Electronic – Op amp driving a LED oscillates, how to stabilize

ledled-driveroperational-amplifieroscillationstability

I have a simple LED driver circuit like this:

schematic

simulate this circuit – Schematic created using CircuitLab

The op-amp is OPA354
250-MHz,
Rail-to-Rail
I/O, CMOS
Operational
Amplifier
supplied from a single +5V rail. The LED is a 100mA, 1.4V forward voltage type. The input is a 0.5V pulse from a signal generator.

What I see is that everything works more or less as expected, the LED current during a pulse is around 50mA, except that at the beginning of each pulse there is a distinct oscillation with a period of ~10ns (around 5-10 cycles are visible). Somewhat more disturbingly, there is a bit of random noise on top of each pulse, maybe 50mV peak to peak, that comes and goes.

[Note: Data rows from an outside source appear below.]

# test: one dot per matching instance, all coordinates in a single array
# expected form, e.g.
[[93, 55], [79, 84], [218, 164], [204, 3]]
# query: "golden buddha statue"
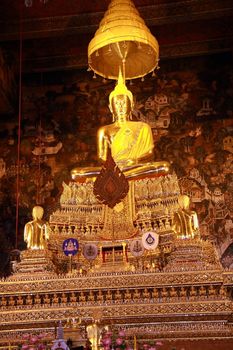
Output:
[[131, 142], [185, 221], [35, 231]]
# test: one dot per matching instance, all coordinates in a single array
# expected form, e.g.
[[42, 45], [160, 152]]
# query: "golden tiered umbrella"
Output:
[[123, 40]]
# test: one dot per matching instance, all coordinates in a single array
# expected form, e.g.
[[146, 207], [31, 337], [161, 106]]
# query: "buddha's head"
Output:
[[121, 101], [37, 212], [184, 201]]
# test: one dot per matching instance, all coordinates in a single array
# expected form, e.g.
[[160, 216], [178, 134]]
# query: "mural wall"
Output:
[[189, 105]]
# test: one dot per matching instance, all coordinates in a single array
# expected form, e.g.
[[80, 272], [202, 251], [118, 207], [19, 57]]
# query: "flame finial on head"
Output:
[[121, 89]]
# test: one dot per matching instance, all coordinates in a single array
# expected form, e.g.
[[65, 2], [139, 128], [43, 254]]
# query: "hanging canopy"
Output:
[[123, 40]]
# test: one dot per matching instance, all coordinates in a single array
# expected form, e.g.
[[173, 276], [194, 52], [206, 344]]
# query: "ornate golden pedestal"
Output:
[[177, 291]]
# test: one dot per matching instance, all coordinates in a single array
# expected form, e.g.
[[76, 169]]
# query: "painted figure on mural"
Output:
[[36, 231], [185, 221], [131, 142]]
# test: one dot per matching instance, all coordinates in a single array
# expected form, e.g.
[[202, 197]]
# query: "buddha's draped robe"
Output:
[[132, 142]]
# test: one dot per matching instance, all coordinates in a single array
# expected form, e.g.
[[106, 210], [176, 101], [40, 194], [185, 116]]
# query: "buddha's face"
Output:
[[121, 107]]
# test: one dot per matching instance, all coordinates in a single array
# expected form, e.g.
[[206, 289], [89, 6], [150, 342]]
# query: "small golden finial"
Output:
[[121, 89]]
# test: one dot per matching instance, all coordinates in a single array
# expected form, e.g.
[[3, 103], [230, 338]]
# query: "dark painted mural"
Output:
[[189, 105]]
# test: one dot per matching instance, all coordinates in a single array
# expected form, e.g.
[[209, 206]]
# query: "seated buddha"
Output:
[[131, 142]]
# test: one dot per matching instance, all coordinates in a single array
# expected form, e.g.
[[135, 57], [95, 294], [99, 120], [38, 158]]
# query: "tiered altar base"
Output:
[[177, 291]]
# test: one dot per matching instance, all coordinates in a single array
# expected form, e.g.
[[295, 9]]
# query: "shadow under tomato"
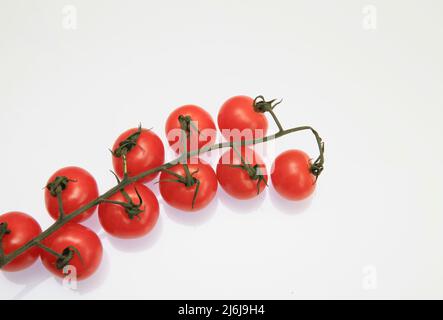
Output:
[[288, 206], [242, 206], [191, 218], [31, 278], [140, 244], [97, 279]]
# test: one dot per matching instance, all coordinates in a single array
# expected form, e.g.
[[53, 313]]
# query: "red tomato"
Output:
[[80, 243], [116, 220], [80, 189], [237, 120], [179, 196], [292, 176], [22, 229], [237, 181], [146, 153], [200, 133]]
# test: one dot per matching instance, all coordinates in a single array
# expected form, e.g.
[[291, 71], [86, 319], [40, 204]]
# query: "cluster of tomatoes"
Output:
[[133, 211]]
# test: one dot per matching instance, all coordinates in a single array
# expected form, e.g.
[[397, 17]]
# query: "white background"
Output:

The LED has a decently large capacitance of some tens of pF. I've read a lot about stabilizing op amps driving capacitive loads, but these would have the capacitive load where R1 is, not inside the feedback loop.

How do I stabilize the op-amp and prevent this kind of noise/oscillations?

Best Answer

The standard approach in your case is to modify the circuit slightly:

schematic

simulate this circuit – Schematic created using CircuitLab

Unfortunately, I can't give you component values. They depend on the op amp AND R1. As a start, try 1 to 5k and 100 pF, but be prepared to experiment. Getting a circuit simulator such as a SPICE version (TINA, LTSpice, etc) will let you play around, too.

Be prepared to see quite different turn-on and turn-off behaviors. At turn-on the op amp has to come out of a very unpleasant condition, as opposed to its operation during turn-off.